千世子「「件のごとし」という言葉に件の名前が使われるのには理由があるのだ。件は生まれるとすぐに予言を残すことで知られ、しかもこの予言は必ず当たり、外れることがないというのだ。件が予言する内容は、流行病や戦争など、社会全体を襲う凶事に関することが多いのだが、ときには豊作の予言など、人間にとって喜ばしい予言をすることもあったようなのだ。」

悠「えへっ」

摩耶「あと、悠くんが叫んでるときも大概嘘」

悠「オオカミが出たぞー!」

義鷹「あ?」

悠「もっとヤバいのが出た」

千世子「この妖怪の存在は、江戸時代の中期には広く知られるようになっており、江戸時代末期の天保7年(1836年)には、丹波国(現在の京都府)に出現したという、豊作を予言した件の姿が瓦版に掲載されたこともあるのだ。文末には、件の絵図を貼っておけば、家内繁盛、病気除けのお守りになる、と書かれていたのだ。売り物の薬の効き目をアピールするために、トレードマークに件の姿を使い、さらに効き目が「件のごとし」とうたう商売上手もいたようなのだ。」

神姫「で、このブックカバーは結局なんなの?」

悠「本をたくさん買ったらたくさんくれた。」

摩耶「これ全何種類?」

悠「四種類」

摩耶「何セットある?」

悠「4セット」

千世子「このように件は、真実を語り吉凶を告げる存在であるとされ、広く民衆に知られていたのだ。しかしそんな件の寿命はとても短く、予言を残した後、最高でも4~5日程度しか生きることができないというのだ。」

神姫「すくなくとも16冊以上はかったのね。

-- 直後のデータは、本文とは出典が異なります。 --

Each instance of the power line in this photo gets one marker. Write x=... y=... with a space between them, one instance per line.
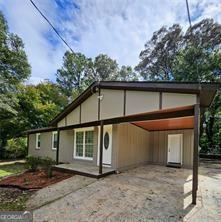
x=188 y=13
x=55 y=30
x=191 y=32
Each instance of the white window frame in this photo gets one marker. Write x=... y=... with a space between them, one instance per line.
x=52 y=145
x=36 y=141
x=82 y=130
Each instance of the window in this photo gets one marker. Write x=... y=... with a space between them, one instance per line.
x=38 y=141
x=84 y=143
x=54 y=140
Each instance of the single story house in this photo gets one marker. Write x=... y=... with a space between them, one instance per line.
x=125 y=124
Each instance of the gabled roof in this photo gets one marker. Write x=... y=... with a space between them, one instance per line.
x=206 y=91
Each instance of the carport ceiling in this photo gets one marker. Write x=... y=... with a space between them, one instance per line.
x=167 y=124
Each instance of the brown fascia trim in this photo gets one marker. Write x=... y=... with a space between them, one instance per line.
x=186 y=111
x=162 y=114
x=179 y=87
x=41 y=130
x=89 y=91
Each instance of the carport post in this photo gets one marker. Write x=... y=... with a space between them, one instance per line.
x=101 y=147
x=57 y=151
x=195 y=153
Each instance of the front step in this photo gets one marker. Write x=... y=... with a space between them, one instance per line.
x=174 y=165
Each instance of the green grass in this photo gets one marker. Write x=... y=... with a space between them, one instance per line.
x=10 y=169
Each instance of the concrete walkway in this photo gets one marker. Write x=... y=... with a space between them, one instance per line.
x=148 y=193
x=56 y=191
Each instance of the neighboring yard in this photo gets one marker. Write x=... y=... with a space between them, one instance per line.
x=16 y=189
x=9 y=168
x=148 y=193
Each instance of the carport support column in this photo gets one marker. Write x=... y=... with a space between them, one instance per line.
x=101 y=147
x=57 y=151
x=195 y=153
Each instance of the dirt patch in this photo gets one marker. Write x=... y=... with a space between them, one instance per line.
x=13 y=198
x=33 y=180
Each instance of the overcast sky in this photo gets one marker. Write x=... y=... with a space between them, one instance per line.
x=118 y=28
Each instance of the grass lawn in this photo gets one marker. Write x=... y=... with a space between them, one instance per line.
x=8 y=169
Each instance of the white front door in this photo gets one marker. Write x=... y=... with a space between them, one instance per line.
x=175 y=144
x=107 y=145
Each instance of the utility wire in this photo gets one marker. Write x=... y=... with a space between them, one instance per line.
x=188 y=13
x=191 y=31
x=55 y=30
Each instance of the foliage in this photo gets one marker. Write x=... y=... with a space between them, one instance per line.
x=47 y=162
x=33 y=162
x=104 y=68
x=78 y=72
x=16 y=148
x=7 y=169
x=73 y=72
x=159 y=53
x=193 y=56
x=126 y=73
x=14 y=69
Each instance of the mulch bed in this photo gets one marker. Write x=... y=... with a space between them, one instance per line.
x=33 y=180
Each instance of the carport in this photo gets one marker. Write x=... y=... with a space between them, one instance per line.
x=176 y=118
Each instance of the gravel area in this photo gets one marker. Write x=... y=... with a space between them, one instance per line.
x=148 y=193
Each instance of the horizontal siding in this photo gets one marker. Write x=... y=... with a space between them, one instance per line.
x=171 y=100
x=159 y=143
x=141 y=102
x=89 y=109
x=132 y=145
x=66 y=149
x=112 y=103
x=46 y=146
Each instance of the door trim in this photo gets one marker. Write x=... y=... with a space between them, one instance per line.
x=181 y=147
x=98 y=146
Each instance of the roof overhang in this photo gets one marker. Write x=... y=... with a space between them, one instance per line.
x=167 y=124
x=206 y=92
x=148 y=116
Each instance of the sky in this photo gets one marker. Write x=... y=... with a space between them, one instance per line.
x=118 y=28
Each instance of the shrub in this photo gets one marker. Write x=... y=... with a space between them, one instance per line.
x=16 y=148
x=33 y=162
x=47 y=163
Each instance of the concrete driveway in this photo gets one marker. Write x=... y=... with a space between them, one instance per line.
x=148 y=193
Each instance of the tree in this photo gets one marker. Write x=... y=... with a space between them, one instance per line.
x=159 y=53
x=38 y=105
x=191 y=56
x=104 y=68
x=71 y=77
x=126 y=73
x=14 y=69
x=159 y=58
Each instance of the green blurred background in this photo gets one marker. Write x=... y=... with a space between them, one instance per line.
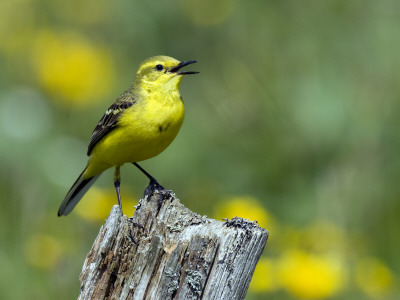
x=292 y=121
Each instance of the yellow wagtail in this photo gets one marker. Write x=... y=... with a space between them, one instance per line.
x=140 y=124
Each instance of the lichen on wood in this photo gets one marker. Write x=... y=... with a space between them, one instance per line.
x=178 y=254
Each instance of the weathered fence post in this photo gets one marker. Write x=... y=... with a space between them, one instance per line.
x=179 y=254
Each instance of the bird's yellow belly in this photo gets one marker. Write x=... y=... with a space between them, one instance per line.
x=143 y=135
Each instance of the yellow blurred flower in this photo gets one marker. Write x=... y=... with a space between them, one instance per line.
x=208 y=12
x=264 y=277
x=97 y=204
x=42 y=251
x=310 y=276
x=244 y=207
x=374 y=278
x=74 y=71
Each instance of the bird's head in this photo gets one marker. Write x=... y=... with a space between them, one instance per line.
x=161 y=72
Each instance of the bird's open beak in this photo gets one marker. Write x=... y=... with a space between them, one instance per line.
x=182 y=64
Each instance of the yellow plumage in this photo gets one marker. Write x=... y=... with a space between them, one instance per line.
x=140 y=124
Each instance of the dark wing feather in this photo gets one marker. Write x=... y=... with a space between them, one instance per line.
x=109 y=120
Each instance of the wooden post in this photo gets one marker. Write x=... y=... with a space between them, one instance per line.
x=179 y=254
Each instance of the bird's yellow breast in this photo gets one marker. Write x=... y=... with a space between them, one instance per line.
x=144 y=130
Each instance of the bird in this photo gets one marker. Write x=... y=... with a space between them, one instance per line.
x=140 y=124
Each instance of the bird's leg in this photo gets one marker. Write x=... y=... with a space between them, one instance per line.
x=153 y=185
x=117 y=182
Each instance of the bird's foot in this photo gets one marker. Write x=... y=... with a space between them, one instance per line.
x=153 y=187
x=130 y=220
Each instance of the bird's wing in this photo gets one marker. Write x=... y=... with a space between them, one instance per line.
x=110 y=119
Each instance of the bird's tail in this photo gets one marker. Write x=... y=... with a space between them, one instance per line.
x=79 y=188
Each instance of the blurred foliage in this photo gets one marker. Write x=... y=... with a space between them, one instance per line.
x=292 y=121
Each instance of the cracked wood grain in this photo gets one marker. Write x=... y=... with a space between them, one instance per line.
x=179 y=254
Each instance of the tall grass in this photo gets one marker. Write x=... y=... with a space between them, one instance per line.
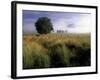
x=54 y=50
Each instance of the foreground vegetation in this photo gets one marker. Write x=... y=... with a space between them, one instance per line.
x=56 y=50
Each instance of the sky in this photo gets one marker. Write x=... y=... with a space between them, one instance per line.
x=71 y=22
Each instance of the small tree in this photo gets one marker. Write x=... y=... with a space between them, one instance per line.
x=43 y=25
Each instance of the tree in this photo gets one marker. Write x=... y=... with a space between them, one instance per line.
x=44 y=25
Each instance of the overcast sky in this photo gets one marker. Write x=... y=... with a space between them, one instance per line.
x=66 y=21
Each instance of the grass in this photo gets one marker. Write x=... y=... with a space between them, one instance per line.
x=56 y=50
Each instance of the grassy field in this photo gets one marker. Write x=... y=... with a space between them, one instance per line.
x=56 y=50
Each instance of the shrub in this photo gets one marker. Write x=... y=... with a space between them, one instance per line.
x=82 y=56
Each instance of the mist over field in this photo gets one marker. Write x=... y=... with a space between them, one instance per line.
x=68 y=44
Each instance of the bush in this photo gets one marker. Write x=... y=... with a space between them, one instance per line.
x=82 y=56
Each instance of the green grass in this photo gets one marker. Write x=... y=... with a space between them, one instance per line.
x=56 y=50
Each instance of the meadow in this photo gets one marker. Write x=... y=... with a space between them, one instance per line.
x=56 y=50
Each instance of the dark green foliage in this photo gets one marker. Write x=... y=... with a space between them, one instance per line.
x=43 y=25
x=81 y=56
x=35 y=59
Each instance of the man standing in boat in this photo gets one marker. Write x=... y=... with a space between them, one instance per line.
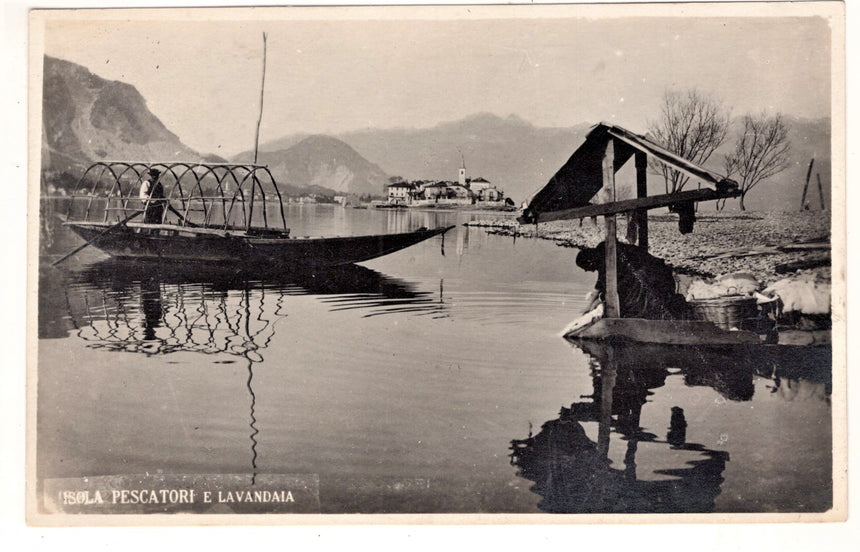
x=152 y=195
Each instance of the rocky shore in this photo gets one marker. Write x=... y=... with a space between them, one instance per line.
x=770 y=246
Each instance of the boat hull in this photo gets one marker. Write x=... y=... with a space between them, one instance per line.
x=178 y=244
x=663 y=332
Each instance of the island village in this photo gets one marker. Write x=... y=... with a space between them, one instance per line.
x=478 y=192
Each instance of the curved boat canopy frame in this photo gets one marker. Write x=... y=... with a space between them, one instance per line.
x=224 y=196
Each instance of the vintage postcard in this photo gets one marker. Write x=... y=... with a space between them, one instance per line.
x=460 y=264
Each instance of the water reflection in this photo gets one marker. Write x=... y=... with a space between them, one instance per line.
x=157 y=309
x=574 y=474
x=160 y=310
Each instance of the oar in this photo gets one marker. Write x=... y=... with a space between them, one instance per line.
x=96 y=238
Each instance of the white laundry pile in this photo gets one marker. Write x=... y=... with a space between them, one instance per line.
x=803 y=296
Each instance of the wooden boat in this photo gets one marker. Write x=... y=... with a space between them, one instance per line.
x=210 y=213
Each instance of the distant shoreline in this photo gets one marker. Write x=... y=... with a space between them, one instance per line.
x=769 y=245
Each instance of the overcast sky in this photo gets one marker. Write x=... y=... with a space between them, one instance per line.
x=202 y=78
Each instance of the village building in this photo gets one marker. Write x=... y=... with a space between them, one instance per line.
x=400 y=193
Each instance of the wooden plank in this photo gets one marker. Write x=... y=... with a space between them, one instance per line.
x=613 y=306
x=646 y=203
x=608 y=375
x=665 y=156
x=642 y=191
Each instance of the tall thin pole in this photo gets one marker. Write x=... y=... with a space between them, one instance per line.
x=257 y=141
x=806 y=185
x=262 y=88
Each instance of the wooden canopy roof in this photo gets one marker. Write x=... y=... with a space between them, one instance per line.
x=568 y=193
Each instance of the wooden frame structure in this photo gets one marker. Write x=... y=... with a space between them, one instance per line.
x=591 y=171
x=203 y=195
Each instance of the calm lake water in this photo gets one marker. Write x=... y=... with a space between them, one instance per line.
x=429 y=380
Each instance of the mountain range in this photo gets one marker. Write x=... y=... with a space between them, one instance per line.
x=87 y=118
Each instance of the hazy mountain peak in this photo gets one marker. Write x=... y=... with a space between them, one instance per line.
x=88 y=118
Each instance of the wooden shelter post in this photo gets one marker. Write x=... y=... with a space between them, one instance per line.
x=613 y=309
x=608 y=375
x=641 y=215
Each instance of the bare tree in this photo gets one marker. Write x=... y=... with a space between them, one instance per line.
x=692 y=125
x=760 y=153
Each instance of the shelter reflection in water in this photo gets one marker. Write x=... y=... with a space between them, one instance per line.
x=574 y=474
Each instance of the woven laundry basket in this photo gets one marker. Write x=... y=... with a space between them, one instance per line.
x=727 y=312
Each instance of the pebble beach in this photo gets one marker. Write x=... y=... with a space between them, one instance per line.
x=769 y=245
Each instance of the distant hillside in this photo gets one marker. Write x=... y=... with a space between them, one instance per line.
x=322 y=162
x=87 y=118
x=510 y=152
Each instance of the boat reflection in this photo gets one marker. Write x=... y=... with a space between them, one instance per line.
x=151 y=308
x=574 y=474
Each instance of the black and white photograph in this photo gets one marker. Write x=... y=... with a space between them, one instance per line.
x=511 y=263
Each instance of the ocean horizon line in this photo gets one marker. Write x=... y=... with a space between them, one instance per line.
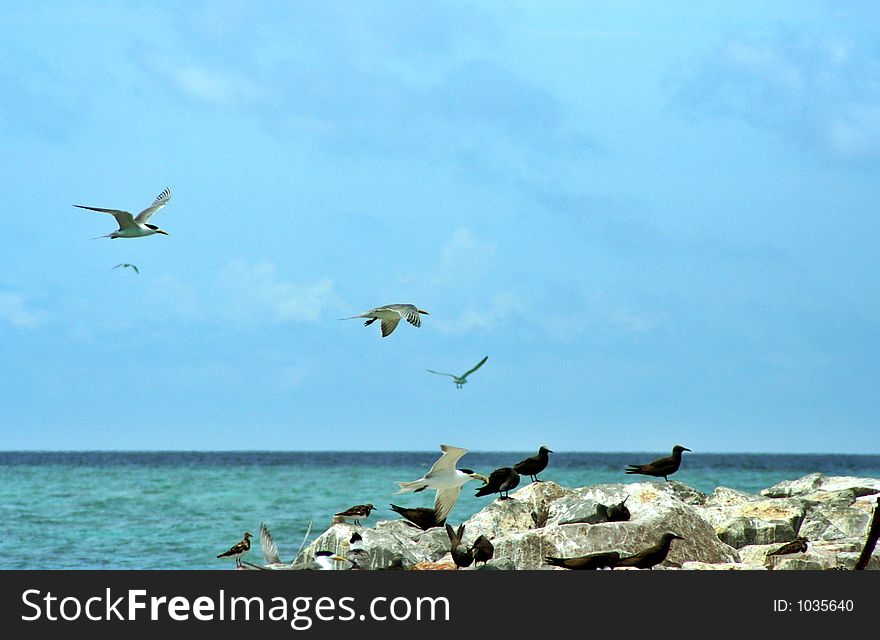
x=428 y=451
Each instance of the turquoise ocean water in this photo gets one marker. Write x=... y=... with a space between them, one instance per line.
x=163 y=510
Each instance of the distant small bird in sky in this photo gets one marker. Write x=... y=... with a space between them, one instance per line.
x=238 y=550
x=134 y=226
x=391 y=315
x=661 y=467
x=356 y=512
x=462 y=379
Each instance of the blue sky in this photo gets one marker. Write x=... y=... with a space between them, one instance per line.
x=660 y=221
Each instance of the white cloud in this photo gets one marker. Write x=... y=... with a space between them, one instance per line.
x=14 y=309
x=462 y=259
x=822 y=92
x=254 y=294
x=500 y=309
x=174 y=298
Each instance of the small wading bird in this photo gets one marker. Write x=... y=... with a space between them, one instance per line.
x=134 y=226
x=446 y=479
x=661 y=467
x=533 y=466
x=501 y=481
x=391 y=315
x=238 y=550
x=462 y=379
x=356 y=512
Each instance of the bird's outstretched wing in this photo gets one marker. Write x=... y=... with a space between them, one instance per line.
x=444 y=501
x=160 y=201
x=123 y=218
x=442 y=374
x=478 y=365
x=451 y=456
x=270 y=549
x=389 y=325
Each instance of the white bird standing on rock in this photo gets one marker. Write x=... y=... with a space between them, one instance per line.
x=135 y=226
x=391 y=315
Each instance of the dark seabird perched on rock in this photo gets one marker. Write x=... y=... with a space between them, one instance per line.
x=661 y=467
x=798 y=545
x=592 y=561
x=533 y=466
x=501 y=481
x=356 y=512
x=356 y=554
x=618 y=512
x=461 y=555
x=483 y=550
x=238 y=550
x=422 y=517
x=650 y=556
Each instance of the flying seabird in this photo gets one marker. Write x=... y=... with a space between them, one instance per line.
x=533 y=466
x=390 y=315
x=501 y=481
x=357 y=512
x=483 y=550
x=618 y=512
x=134 y=226
x=462 y=379
x=445 y=478
x=238 y=550
x=592 y=561
x=798 y=545
x=461 y=555
x=650 y=556
x=422 y=517
x=661 y=467
x=356 y=554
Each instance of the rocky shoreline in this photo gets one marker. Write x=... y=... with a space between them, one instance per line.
x=727 y=529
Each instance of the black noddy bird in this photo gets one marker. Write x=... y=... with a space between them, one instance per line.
x=651 y=556
x=483 y=550
x=798 y=545
x=461 y=555
x=501 y=481
x=533 y=466
x=592 y=561
x=662 y=467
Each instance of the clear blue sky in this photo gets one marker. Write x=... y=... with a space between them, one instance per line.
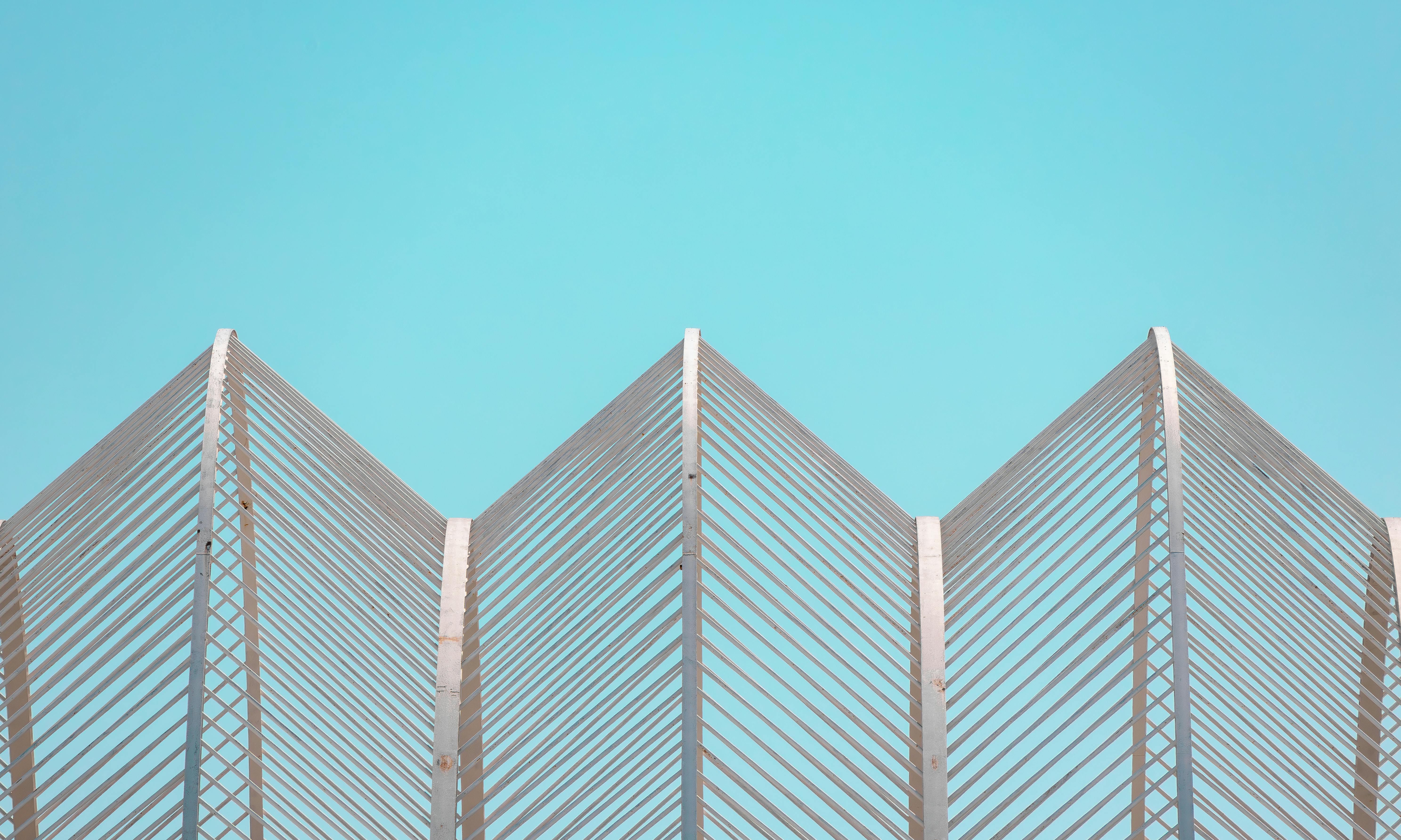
x=925 y=229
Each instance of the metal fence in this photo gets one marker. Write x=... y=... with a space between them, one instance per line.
x=694 y=621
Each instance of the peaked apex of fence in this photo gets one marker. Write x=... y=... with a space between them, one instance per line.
x=694 y=619
x=171 y=590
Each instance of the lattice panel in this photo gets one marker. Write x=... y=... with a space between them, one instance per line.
x=1294 y=631
x=1058 y=621
x=319 y=671
x=694 y=573
x=810 y=631
x=97 y=626
x=324 y=588
x=572 y=678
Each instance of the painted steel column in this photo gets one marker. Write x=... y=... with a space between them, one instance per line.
x=248 y=570
x=691 y=587
x=204 y=551
x=448 y=701
x=1142 y=549
x=1395 y=537
x=932 y=677
x=23 y=814
x=1371 y=692
x=1177 y=577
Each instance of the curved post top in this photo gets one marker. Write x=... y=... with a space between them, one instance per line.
x=1395 y=538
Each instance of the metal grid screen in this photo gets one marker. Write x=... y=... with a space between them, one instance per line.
x=694 y=619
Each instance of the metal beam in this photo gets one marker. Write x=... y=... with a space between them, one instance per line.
x=24 y=813
x=691 y=586
x=248 y=568
x=1177 y=577
x=204 y=548
x=934 y=709
x=449 y=701
x=1148 y=450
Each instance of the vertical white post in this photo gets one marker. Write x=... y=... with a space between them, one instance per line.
x=15 y=650
x=1177 y=579
x=443 y=811
x=1395 y=537
x=934 y=710
x=204 y=552
x=691 y=587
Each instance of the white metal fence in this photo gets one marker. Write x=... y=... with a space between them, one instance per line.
x=693 y=621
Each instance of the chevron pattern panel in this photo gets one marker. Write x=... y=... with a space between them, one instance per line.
x=694 y=619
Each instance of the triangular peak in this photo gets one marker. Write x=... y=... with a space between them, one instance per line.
x=222 y=580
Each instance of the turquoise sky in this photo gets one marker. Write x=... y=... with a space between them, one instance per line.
x=925 y=229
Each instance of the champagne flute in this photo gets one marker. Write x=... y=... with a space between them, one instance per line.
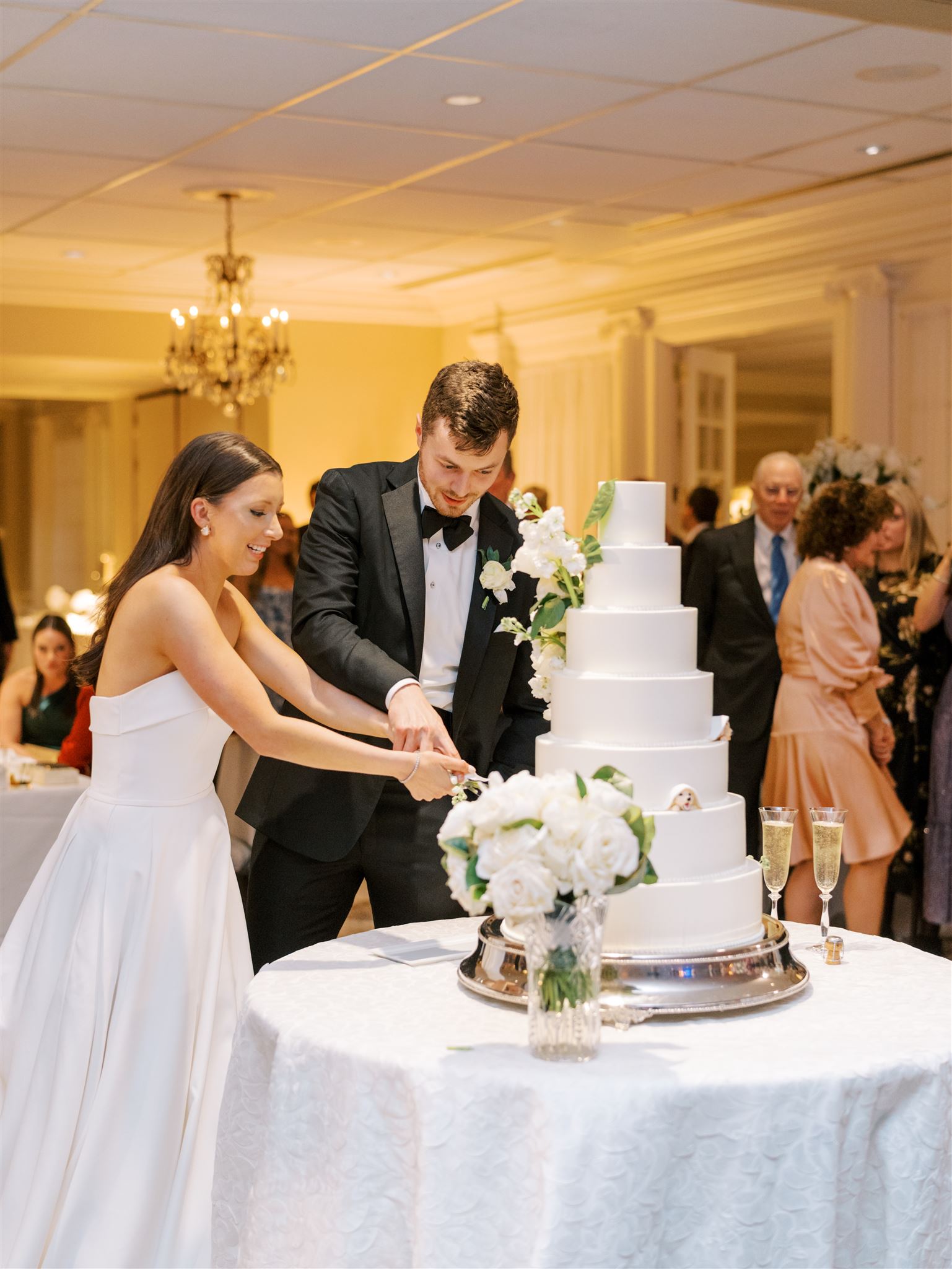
x=777 y=830
x=828 y=843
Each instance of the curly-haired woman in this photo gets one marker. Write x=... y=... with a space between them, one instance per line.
x=831 y=742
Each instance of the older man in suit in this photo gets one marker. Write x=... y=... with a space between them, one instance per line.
x=738 y=579
x=389 y=605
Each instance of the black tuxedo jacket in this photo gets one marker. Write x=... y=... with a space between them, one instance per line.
x=736 y=636
x=357 y=621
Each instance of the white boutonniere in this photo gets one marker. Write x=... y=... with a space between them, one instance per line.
x=497 y=575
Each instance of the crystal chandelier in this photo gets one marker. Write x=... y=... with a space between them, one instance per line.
x=229 y=357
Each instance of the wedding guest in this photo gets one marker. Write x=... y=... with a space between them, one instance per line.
x=738 y=579
x=8 y=622
x=699 y=517
x=918 y=663
x=935 y=605
x=76 y=750
x=389 y=604
x=831 y=742
x=38 y=703
x=503 y=485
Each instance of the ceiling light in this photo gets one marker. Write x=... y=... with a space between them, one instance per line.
x=227 y=357
x=894 y=74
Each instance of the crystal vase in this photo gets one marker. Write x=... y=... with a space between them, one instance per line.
x=564 y=961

」

悠「沢山でていのだー」

サタン「そうなのだー」

悠「ちがう、そうじゃない」

摩耶「そーなの……ね」

悠「最後が違うぅん」

千世子「件は、なぜか社会情勢が不安定な時に生まれることが多いというのだ。例えば件の絵が描かれた瓦版が発行された天保7年には「天保の大飢饉」が起こり全国的に多くの餓死者が出た年であり、また第二次世界大戦中にも件は現れ、各地で空襲を予言したり、「日本は戦争に負ける」「戦争が終われば病が流行る」などと告げたといわれているのだ。以上、件のじゅぎょーだったのだ。」